In a third floor gallery are two Matisse bronze statuettes exhibited in a glass vitrine: Thorn Extractor and Woman Leaning on Her Hands. The Thorn Extractor depicts a figure in a startling version of the Spinario pose, a motif representing a seated youth removing a thorn from the sole of his foot. The term Spinario is from the Italian noun spina meaning thorn. I wrote about the Spinario figure in my last blog, “Andrea Riccio Lamp – New to The Metropolitan Museum of Art”, Monday, September 21, 2009.

Henri Matisse, Thorn Extractor, 1906, bronze,
7 15/16 x 5 ½ x 6 in. (20.3 x 14 x 15.2 cm)
Art Institute of Chicago, Chicago, Illinois

Matisse’s Thorn Extractor is bent over in concentration. The balance and repose of its ancestors are gone as well as the openness of limbs. Matisse’s Extractor is crunched up and awkward. His muscular left leg is straight, flush against the back support; his right leg is drawn up so that its knee almost reaches his right shoulder. It is a strong, dynamic formation with surface facets that animate the bronze as they catch light.

Henri Matisse, Woman Leaning on Her Hands,1905, bronze,
4 ¾ x 9 ¼ x 6 ¾ in. (12.11 x 25.5 x 17.2 cm)
Art Institute of Chicago, Chicago, Illinois

Adjacent is the artist’s Woman Leaning on Her Hands.

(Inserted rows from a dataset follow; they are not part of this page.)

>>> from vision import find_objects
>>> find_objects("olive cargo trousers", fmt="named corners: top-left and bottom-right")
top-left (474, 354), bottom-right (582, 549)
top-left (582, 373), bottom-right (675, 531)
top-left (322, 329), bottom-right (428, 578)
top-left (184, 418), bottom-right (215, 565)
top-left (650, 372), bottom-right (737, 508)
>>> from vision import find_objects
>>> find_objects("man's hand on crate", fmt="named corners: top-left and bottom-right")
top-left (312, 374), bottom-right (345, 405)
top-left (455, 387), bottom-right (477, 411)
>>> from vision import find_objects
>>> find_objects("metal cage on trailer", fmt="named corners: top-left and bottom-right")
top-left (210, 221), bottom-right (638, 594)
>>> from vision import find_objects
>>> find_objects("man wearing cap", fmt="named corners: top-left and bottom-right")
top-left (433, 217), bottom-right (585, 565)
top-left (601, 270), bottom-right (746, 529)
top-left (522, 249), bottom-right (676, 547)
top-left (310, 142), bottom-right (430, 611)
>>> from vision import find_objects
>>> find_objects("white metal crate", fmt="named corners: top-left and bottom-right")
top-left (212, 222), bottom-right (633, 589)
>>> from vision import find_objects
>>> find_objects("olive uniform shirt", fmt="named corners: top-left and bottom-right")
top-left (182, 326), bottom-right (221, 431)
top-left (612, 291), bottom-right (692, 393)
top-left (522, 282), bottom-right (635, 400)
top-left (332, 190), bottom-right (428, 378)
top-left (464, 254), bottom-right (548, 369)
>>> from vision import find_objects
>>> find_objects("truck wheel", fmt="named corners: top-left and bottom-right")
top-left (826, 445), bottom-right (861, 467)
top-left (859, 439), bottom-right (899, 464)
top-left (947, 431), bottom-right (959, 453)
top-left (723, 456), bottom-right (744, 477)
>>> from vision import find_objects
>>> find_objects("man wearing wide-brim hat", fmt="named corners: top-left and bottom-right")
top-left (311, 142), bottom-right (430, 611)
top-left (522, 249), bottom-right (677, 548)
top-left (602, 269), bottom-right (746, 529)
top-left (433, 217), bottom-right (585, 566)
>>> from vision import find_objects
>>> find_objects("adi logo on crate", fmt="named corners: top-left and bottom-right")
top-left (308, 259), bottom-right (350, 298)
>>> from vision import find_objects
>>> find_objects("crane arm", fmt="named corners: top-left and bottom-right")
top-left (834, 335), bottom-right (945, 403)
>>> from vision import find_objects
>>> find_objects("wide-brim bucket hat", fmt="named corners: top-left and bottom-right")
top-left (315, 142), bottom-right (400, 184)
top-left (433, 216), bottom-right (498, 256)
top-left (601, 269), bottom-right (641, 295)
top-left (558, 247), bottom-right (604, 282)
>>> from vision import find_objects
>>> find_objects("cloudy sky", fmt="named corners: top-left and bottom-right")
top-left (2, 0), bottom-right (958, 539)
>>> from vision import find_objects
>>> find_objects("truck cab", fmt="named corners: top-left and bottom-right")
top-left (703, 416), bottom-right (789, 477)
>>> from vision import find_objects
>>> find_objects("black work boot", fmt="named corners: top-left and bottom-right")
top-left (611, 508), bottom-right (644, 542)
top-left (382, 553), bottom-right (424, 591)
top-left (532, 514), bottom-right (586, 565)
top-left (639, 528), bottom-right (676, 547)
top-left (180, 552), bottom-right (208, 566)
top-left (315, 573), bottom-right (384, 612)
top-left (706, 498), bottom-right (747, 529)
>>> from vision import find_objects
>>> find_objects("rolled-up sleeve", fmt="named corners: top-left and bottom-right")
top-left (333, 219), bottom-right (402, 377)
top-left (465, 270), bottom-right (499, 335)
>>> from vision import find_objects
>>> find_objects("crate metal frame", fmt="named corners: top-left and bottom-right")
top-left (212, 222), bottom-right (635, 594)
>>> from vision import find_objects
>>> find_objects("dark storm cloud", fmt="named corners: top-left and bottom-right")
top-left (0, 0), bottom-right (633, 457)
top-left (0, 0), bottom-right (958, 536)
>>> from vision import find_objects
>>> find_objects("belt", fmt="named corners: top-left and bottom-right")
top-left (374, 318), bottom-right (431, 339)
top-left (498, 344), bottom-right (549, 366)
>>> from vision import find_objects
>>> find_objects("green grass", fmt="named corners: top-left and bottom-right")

The figure rises from the floor with outstretched arms. Her horizontal extension contrasts with the Thorn Extractor’s essentially vertical axis.

Henri Matisse, The Geranium, autumn 1906, oil on canvas,
39 ½ x 32 1/8 in. (100.3 x 81. 5 cm)
Art Institute of Chicago, Chicago, Illinois

Henri Matisse, Thorn Extractor,
Detail of
The Geranium

On a nearby wall hangs an early Matisse still-life, The Geranium. Here the painter has included his own sculptures – specifically the two bronze statuettes on view in the glass showcase. The image bursts with light, color and life. Dated 1906, its unconventional nature astonishes.

Installation of works by Henri Matisse, Gallery 391A,
third floor, Modern Wing, Art Institute of Chicago, Chicago, Illinois

This is a wonderful gem of museum installation. Matisse’s original sculptural figures are exhibited next to the artist’s painting in which they are portrayed. All three works were created about the same time. The Thorn Extractor is dated the same year as the painting; the Woman Leaning on Her Hands a year earlier.

The Museum acquired the painting in 1932. The statuettes arrived decades later: the Woman in 1992 and the Thorn Extractor in 2008. The Extractor came as a gift from the Ruth Stanton Family Foundation. I’d like to think that some astute person or persons from this Foundation recognized and seized the fortunate opportunity to complete this painting/bronze statuette juxtaposition – a happy circumstance.

Matisse and the Spinario also reminds us that art talks about art as it redefines and builds on the past. You will recognize more of this as your visual vocabulary increases. Continue to look. The enrichment is there for the seeing.